Semi-structured data refers to any information that uses a self-describing schema, such as XML or JSON. These types of data have an open-ended schema that enables application data flexibility. Sometimes, this type of data is combined with structured data to record additional properties for specific types of records within a structured data store.
The open-ended schema means that semi-structured data does not rely on the application that created it to define the embedded structure. For example, an Oracle database would be considered a structured data type. The rules governing the database are bound and applied by the application that creates the file, or, in this case, the database.
With semi-structured datasets, the definitions and constraints are embedded within the file, regardless of the application that created them. For example, XML files and cascading style sheets for web pages are both forms of semi-structured data. They can be created by almost any kind of application — such as Notepad, a website builder app or an Office app like Word — so there is no way for the application to apply structure or rules to these data types.
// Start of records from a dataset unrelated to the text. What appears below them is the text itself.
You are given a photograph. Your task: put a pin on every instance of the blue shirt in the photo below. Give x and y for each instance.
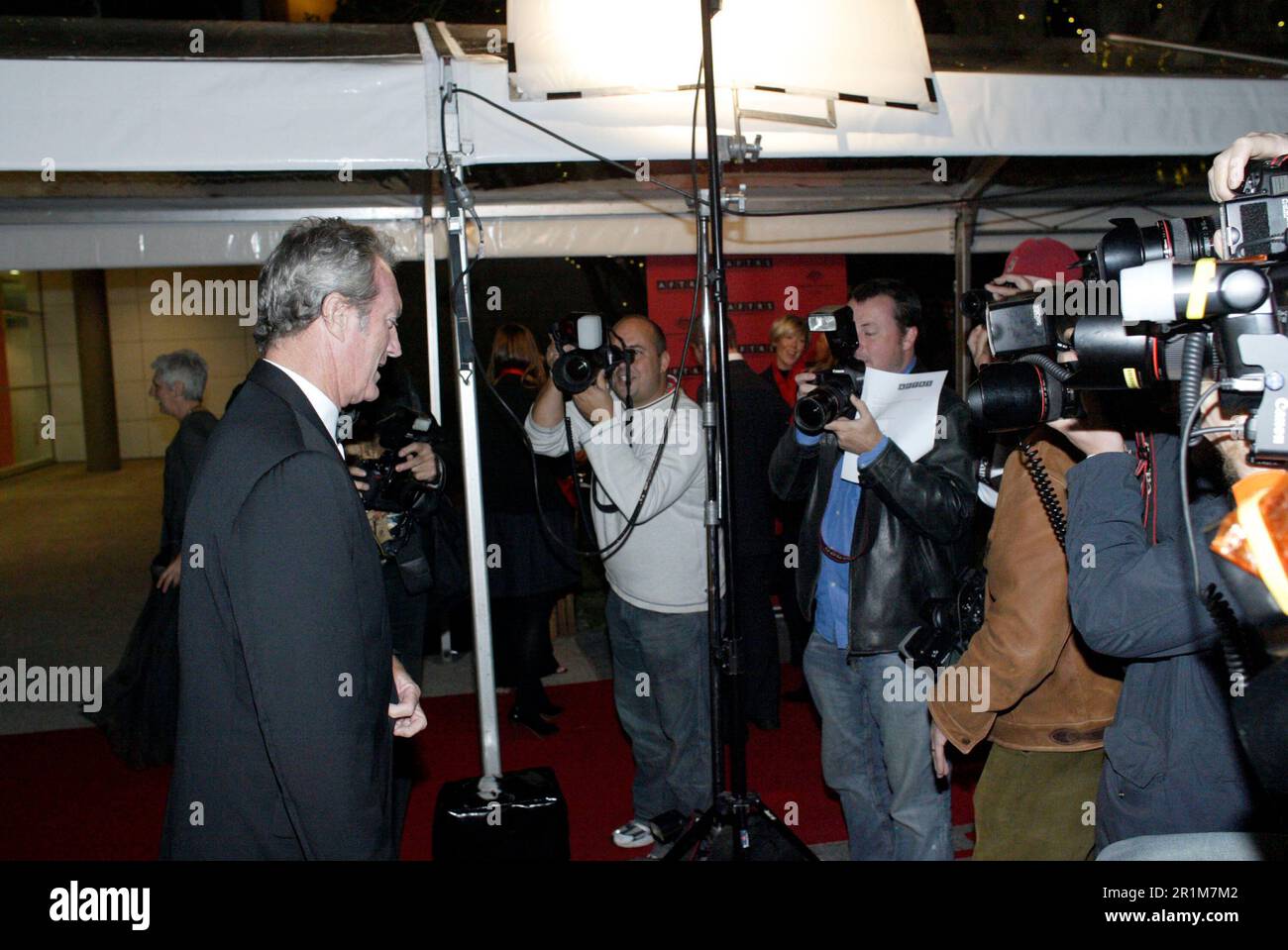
(832, 592)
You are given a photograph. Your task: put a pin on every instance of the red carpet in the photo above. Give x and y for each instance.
(63, 794)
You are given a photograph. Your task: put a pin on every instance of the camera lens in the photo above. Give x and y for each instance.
(572, 372)
(1190, 239)
(1017, 395)
(814, 411)
(975, 304)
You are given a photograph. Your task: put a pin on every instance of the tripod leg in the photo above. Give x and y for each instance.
(697, 833)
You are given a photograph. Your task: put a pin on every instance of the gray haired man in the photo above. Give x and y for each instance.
(290, 695)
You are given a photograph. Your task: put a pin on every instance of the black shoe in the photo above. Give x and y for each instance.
(535, 722)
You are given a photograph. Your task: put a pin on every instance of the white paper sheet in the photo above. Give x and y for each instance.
(906, 407)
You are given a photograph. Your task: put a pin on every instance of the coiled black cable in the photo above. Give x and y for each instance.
(1232, 636)
(1046, 490)
(1192, 377)
(1057, 369)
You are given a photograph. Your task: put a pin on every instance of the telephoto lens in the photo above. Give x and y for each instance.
(574, 372)
(1018, 395)
(831, 400)
(1127, 245)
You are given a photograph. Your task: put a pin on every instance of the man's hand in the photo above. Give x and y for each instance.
(938, 751)
(420, 459)
(859, 434)
(1091, 441)
(1010, 284)
(407, 716)
(978, 345)
(595, 402)
(1228, 168)
(170, 576)
(805, 383)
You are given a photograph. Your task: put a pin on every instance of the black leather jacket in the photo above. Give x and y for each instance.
(911, 533)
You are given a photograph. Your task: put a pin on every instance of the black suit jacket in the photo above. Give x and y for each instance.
(758, 417)
(283, 740)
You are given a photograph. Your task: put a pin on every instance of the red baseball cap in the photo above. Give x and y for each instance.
(1043, 258)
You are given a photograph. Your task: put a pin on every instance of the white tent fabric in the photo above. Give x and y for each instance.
(381, 112)
(331, 115)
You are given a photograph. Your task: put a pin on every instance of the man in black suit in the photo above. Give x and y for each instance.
(758, 417)
(290, 695)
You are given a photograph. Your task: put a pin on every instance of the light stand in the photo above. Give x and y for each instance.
(738, 825)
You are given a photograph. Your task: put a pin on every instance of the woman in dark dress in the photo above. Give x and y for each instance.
(141, 699)
(531, 572)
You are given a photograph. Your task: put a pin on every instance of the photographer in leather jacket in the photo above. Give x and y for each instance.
(870, 555)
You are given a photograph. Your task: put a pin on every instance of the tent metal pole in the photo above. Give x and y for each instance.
(979, 175)
(467, 385)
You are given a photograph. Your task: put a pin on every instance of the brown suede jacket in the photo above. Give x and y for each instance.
(1046, 690)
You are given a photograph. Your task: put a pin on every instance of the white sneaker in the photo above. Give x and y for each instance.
(632, 834)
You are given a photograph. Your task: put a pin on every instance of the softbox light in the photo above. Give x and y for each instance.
(850, 51)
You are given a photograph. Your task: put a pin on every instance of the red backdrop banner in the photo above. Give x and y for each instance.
(760, 291)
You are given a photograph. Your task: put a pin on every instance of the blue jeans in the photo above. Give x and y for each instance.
(1202, 846)
(876, 756)
(662, 696)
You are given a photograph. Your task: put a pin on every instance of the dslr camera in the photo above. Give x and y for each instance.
(1173, 309)
(948, 623)
(831, 400)
(576, 369)
(398, 490)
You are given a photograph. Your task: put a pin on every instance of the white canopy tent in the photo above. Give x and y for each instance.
(211, 115)
(344, 115)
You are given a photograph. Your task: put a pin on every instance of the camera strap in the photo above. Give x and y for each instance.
(1147, 484)
(1046, 490)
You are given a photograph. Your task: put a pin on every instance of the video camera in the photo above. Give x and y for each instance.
(831, 400)
(576, 369)
(1159, 305)
(398, 490)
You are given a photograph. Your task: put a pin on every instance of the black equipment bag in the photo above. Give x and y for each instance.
(527, 821)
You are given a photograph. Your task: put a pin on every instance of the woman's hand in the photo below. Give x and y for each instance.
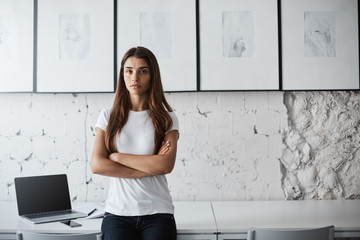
(164, 148)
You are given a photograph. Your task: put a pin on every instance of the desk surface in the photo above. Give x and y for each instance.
(191, 217)
(241, 215)
(224, 217)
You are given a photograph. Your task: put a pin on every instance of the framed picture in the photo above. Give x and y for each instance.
(75, 46)
(168, 29)
(239, 48)
(320, 44)
(16, 45)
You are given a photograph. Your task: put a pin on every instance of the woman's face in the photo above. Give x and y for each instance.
(137, 76)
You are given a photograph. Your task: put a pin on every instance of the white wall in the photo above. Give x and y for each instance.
(233, 145)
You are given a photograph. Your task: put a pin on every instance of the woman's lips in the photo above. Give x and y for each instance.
(135, 86)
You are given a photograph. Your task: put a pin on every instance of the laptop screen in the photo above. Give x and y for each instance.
(42, 194)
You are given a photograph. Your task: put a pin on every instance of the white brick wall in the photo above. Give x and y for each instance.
(232, 146)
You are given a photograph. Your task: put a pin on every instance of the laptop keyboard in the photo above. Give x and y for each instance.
(49, 214)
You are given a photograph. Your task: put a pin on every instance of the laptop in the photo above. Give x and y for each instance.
(42, 199)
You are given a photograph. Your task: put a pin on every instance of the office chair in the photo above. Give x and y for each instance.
(325, 233)
(48, 236)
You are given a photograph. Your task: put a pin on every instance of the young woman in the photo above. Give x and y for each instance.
(135, 145)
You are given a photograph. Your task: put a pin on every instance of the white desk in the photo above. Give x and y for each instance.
(194, 220)
(221, 220)
(234, 218)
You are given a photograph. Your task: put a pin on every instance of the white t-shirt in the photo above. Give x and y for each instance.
(140, 196)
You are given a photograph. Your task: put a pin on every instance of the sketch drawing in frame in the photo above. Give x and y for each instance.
(16, 45)
(320, 45)
(75, 46)
(168, 29)
(246, 55)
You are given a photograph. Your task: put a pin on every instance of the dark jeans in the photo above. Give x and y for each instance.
(149, 227)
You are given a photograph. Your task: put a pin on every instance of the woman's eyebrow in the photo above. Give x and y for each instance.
(139, 67)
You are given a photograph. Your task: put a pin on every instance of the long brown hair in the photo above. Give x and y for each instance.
(157, 105)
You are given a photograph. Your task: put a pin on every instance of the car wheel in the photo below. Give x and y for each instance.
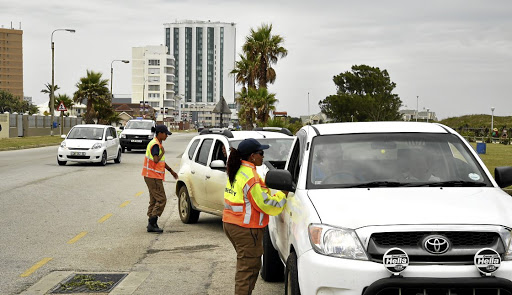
(118, 158)
(291, 284)
(272, 269)
(103, 159)
(187, 213)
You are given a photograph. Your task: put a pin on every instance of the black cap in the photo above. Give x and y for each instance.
(251, 145)
(162, 129)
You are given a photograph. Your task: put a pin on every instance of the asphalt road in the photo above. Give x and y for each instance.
(88, 218)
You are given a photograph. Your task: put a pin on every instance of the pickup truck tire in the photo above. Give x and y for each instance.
(188, 214)
(291, 284)
(272, 269)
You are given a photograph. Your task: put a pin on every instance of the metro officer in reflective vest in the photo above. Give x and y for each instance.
(154, 175)
(247, 206)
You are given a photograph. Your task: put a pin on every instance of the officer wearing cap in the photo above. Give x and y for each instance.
(154, 175)
(247, 206)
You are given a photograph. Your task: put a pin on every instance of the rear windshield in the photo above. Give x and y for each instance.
(395, 159)
(139, 125)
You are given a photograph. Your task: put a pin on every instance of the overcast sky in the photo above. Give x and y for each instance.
(455, 55)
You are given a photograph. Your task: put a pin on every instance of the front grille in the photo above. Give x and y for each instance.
(462, 246)
(443, 291)
(79, 157)
(399, 239)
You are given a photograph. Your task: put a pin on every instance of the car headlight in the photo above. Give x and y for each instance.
(337, 242)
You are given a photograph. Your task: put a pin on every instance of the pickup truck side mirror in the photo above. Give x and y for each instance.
(280, 180)
(503, 176)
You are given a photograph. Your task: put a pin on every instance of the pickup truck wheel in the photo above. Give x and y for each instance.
(272, 269)
(188, 214)
(291, 284)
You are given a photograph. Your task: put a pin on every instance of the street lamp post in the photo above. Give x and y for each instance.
(52, 94)
(112, 74)
(492, 119)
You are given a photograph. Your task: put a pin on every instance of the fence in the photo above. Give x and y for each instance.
(21, 125)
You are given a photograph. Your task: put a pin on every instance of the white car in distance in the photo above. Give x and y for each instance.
(90, 143)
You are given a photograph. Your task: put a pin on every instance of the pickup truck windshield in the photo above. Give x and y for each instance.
(139, 125)
(392, 160)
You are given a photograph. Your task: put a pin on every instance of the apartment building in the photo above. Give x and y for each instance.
(11, 61)
(153, 79)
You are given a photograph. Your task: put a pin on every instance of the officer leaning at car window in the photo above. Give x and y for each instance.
(247, 206)
(154, 175)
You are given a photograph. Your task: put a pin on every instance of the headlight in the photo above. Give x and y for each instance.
(337, 242)
(507, 241)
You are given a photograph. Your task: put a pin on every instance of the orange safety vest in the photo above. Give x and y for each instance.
(248, 202)
(152, 169)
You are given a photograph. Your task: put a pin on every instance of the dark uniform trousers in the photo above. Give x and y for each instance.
(157, 199)
(248, 243)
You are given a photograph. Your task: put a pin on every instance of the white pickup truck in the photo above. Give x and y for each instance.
(389, 208)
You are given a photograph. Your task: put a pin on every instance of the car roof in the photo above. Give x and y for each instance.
(379, 127)
(92, 126)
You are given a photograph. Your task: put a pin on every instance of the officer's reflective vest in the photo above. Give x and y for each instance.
(248, 202)
(152, 169)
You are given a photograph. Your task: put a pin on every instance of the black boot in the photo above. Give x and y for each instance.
(152, 226)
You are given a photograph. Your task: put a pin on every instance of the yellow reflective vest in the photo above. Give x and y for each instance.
(248, 202)
(152, 169)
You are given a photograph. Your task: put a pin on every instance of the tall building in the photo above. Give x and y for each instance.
(153, 79)
(11, 61)
(204, 52)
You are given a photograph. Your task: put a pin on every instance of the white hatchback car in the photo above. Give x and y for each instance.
(389, 208)
(90, 143)
(202, 174)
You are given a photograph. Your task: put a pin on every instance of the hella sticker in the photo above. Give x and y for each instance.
(395, 260)
(487, 261)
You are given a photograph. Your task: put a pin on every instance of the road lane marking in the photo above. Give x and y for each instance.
(36, 267)
(104, 218)
(124, 204)
(77, 237)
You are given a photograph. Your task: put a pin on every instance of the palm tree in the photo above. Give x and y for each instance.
(245, 72)
(265, 49)
(48, 90)
(93, 89)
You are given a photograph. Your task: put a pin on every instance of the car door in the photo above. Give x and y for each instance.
(216, 178)
(198, 170)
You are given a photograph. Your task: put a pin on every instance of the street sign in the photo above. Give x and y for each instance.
(62, 107)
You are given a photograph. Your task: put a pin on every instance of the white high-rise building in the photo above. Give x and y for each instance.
(204, 52)
(153, 79)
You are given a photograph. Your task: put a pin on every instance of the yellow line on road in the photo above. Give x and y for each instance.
(104, 218)
(36, 266)
(77, 237)
(124, 204)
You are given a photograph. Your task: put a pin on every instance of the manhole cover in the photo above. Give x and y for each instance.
(89, 283)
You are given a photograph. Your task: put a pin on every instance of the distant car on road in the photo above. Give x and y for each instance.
(137, 134)
(90, 143)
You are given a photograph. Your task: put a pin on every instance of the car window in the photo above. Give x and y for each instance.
(90, 133)
(401, 158)
(192, 148)
(204, 151)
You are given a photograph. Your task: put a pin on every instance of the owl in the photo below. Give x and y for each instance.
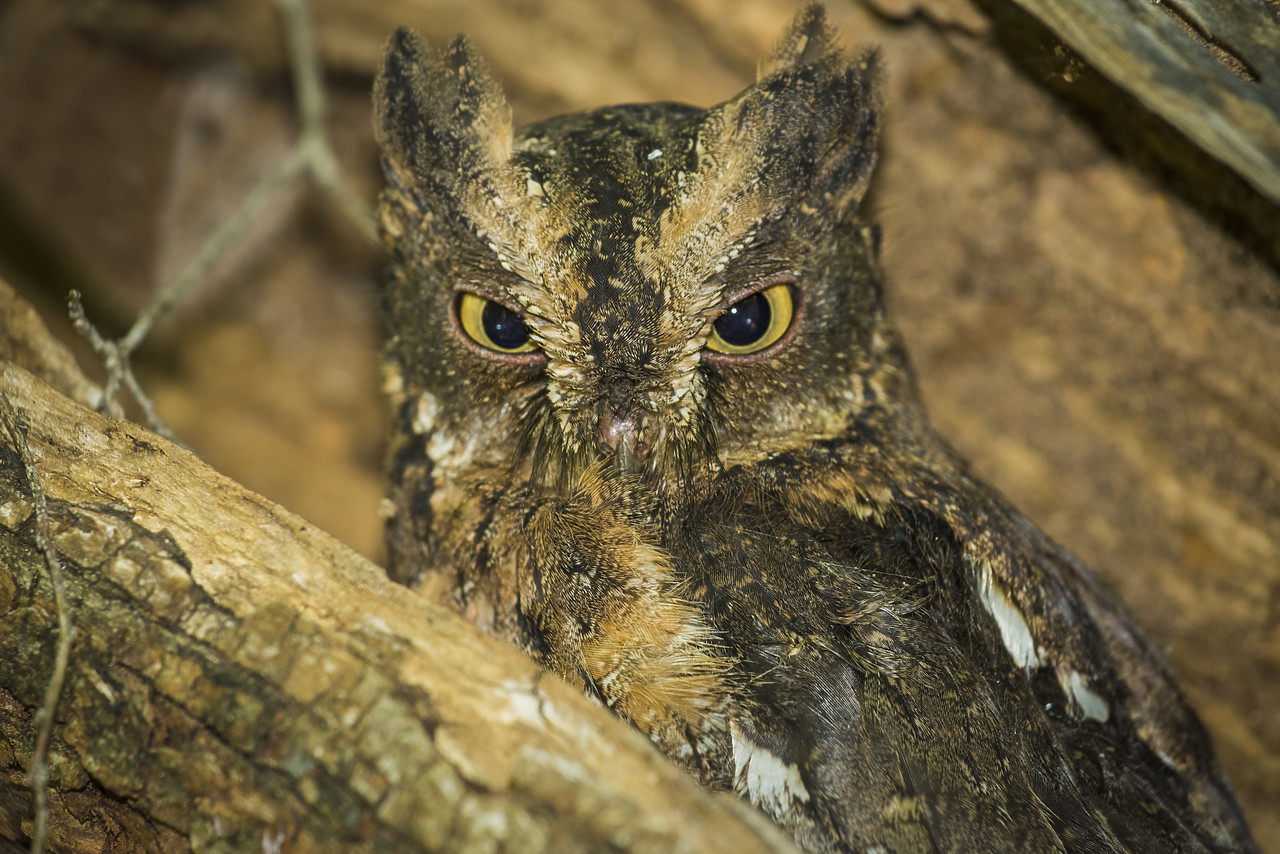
(654, 428)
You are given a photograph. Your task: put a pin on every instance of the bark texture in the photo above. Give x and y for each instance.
(1091, 300)
(243, 681)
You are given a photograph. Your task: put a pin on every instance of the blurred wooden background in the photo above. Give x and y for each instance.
(1093, 307)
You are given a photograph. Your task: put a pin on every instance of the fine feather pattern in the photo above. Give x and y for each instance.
(768, 563)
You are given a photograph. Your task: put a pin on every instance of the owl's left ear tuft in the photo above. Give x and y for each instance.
(809, 39)
(809, 127)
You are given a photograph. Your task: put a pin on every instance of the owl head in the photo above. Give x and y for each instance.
(661, 288)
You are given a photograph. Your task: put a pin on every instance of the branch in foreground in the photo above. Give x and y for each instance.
(242, 680)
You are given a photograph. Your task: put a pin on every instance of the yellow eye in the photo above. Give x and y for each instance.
(493, 325)
(754, 322)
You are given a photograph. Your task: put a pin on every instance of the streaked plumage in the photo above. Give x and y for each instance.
(654, 428)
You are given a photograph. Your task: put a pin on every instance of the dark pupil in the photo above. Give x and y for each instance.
(745, 320)
(503, 327)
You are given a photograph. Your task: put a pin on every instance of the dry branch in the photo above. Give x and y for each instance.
(243, 681)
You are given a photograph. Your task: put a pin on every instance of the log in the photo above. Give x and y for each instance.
(240, 680)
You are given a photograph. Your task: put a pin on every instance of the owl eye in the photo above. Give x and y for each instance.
(493, 325)
(754, 322)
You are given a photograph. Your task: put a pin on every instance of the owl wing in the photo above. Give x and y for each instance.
(923, 670)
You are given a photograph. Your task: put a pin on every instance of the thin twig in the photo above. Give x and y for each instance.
(37, 777)
(312, 135)
(311, 155)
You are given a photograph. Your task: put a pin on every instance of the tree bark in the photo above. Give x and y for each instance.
(240, 680)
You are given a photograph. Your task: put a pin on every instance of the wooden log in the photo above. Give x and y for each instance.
(242, 681)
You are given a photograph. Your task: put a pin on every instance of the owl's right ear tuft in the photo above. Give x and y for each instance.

Semi-structured data is challenging for organizations to manage because it does not necessarily have the same level of organization and predictability as structured data. It does not reside in fixed fields or records. At the same time, it does have more rigidity than unstructured data, because it does contain elements that can separate the data into various hierarchies (think of comma delimited files or tab delimited files).
Unlike structured data — which represents data as a flat table —semi-structured data can contain n-level hierarchies of nested information. This means that it can be easy to apply standard data management processes to semi-structured data, and it can be easy to extract insights from. The real issue is making sure your business has the tools and technology necessary to load the data into structured or unstructured data models, which can be managed via data governance.